Novo Nordisk is looking to meet growing demand in Asia for its diabetes treatments by building a new insulin production plant in China.

Novo Nordisk is looking to meet growing demand in Asia for its diabetes treatments by building a new insulin production plant in China.

The Danish drugmaker is investing almost $400 million into the facility in Tiajin, which will become its primary production base in the Asia Pacific region and will supply both China and export markets. Some 500 jobs will be created by the investment, the largest outside Denmark.
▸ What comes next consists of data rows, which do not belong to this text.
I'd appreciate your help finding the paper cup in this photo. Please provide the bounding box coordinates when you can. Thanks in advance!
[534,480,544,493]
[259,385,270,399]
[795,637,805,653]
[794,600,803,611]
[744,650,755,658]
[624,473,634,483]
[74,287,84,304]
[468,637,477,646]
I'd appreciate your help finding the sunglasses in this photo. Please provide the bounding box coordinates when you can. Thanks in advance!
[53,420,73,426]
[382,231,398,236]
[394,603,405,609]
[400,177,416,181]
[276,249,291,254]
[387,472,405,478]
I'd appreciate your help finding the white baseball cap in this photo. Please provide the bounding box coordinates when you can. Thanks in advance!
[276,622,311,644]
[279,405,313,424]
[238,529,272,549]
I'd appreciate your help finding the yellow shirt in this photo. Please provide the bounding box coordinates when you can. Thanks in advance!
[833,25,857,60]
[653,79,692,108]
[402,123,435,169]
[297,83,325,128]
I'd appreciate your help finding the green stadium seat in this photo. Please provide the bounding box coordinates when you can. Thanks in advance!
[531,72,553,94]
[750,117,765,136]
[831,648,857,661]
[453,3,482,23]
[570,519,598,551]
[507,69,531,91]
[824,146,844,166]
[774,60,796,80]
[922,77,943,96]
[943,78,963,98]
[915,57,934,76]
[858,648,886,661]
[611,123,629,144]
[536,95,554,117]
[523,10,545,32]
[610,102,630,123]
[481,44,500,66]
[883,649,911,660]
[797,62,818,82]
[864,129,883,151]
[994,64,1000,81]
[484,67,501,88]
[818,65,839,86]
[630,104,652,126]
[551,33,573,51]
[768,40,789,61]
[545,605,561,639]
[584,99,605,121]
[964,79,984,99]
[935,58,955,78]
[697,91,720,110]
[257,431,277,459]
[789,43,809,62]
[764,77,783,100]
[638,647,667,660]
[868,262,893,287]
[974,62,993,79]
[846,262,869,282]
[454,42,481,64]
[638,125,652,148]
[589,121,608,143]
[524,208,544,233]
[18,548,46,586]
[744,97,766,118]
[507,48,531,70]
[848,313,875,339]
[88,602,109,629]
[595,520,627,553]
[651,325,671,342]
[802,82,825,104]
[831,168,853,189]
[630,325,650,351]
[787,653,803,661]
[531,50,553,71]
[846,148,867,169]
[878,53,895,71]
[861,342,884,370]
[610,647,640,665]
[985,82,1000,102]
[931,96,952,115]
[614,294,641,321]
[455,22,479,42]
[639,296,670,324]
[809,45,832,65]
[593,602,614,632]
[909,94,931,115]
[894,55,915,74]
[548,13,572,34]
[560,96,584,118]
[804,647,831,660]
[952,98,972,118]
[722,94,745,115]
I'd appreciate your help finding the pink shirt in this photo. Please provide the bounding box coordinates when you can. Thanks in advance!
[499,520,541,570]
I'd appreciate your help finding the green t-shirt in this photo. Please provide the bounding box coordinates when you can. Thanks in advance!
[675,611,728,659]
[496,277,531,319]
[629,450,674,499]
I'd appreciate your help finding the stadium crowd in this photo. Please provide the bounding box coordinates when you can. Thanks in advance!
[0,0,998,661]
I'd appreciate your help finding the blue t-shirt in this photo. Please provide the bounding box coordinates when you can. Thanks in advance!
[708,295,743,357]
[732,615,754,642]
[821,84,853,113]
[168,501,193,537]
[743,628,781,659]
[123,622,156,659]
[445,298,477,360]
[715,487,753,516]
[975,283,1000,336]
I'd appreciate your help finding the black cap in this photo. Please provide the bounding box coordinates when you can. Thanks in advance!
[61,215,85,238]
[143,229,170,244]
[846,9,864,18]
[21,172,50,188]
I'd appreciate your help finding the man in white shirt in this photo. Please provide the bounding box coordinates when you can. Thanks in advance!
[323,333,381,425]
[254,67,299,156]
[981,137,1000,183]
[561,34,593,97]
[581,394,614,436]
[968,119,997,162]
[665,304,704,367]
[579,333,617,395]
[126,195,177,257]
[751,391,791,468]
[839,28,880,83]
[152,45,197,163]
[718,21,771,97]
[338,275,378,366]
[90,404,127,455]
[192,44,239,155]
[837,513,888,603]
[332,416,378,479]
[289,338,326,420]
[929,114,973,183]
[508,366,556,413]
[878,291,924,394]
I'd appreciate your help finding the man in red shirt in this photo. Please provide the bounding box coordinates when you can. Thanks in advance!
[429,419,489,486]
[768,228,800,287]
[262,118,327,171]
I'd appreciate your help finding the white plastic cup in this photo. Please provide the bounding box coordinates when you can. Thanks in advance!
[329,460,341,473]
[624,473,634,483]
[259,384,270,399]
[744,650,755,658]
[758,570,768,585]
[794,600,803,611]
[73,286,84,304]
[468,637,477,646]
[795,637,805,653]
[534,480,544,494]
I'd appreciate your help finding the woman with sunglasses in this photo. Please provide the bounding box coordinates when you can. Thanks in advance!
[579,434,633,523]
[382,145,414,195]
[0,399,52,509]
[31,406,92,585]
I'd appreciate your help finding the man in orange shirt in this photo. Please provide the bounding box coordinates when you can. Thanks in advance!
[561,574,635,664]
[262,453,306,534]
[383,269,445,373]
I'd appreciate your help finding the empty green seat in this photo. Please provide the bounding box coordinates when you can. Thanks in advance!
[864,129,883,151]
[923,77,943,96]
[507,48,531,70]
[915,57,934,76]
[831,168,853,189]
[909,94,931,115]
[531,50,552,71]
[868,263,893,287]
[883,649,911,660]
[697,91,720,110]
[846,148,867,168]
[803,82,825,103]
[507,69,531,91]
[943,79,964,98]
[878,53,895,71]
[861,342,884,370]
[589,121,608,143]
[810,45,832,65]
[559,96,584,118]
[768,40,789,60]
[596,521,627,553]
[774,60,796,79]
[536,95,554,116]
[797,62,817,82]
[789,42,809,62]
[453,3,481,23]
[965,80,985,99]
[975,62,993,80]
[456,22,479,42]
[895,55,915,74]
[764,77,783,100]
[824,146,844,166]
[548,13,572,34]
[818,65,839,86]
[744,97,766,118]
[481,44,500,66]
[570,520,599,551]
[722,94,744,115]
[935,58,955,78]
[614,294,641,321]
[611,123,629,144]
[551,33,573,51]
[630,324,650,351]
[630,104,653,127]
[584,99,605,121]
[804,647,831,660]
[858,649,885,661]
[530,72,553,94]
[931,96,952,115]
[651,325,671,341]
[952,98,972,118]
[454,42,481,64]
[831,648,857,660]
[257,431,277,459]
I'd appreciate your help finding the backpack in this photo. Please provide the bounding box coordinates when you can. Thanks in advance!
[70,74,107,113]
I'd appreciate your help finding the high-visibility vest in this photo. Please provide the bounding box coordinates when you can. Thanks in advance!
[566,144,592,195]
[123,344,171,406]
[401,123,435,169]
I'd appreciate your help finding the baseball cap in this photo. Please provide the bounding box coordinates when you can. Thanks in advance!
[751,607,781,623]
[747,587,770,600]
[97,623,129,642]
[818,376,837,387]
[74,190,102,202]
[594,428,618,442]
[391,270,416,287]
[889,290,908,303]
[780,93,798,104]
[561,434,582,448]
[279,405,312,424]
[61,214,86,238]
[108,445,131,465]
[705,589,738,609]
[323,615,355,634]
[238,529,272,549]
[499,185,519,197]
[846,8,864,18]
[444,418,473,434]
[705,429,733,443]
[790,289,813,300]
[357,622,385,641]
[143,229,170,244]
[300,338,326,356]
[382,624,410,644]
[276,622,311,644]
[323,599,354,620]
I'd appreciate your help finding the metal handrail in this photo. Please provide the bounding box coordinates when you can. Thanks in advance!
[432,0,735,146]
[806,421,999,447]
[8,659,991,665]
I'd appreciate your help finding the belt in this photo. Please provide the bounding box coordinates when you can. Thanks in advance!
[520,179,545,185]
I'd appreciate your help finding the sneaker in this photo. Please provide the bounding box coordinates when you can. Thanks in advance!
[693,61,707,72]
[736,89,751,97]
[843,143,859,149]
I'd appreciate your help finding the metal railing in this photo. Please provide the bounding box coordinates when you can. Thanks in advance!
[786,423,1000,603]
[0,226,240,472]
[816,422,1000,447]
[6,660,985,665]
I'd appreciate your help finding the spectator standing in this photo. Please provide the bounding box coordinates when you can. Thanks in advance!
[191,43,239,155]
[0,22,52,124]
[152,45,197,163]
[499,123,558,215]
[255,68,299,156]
Chief executive Lars Rebien Sorensen said it will become “the world’s most modern insulin formulation and filling plant and is yet another example of the increasingly important role China is playing” in Novo’s global operations. President of the firm’s Chinese unit, Ronald Christie, said that with the new facility, which is being built alongside Novo’s existing plant in Tiajin, and an R&D centre in Beijing, “we will have an even stronger platform for changing diabetes in China”.

Nearly 40 million people in China are estimated to have diabetes, the second-highest number after India and Novo notes that an ageing population “and the adoption of western lifestyles with too little exercise and diets high in saturated fat mean that the problem will get worse”. A “clear sign is that 64 million Chinese have impaired glucose tolerance, or prediabetes,” the firm added.

Construction alone is expected to take close to two years and the plant is scheduled to be operational in 2012.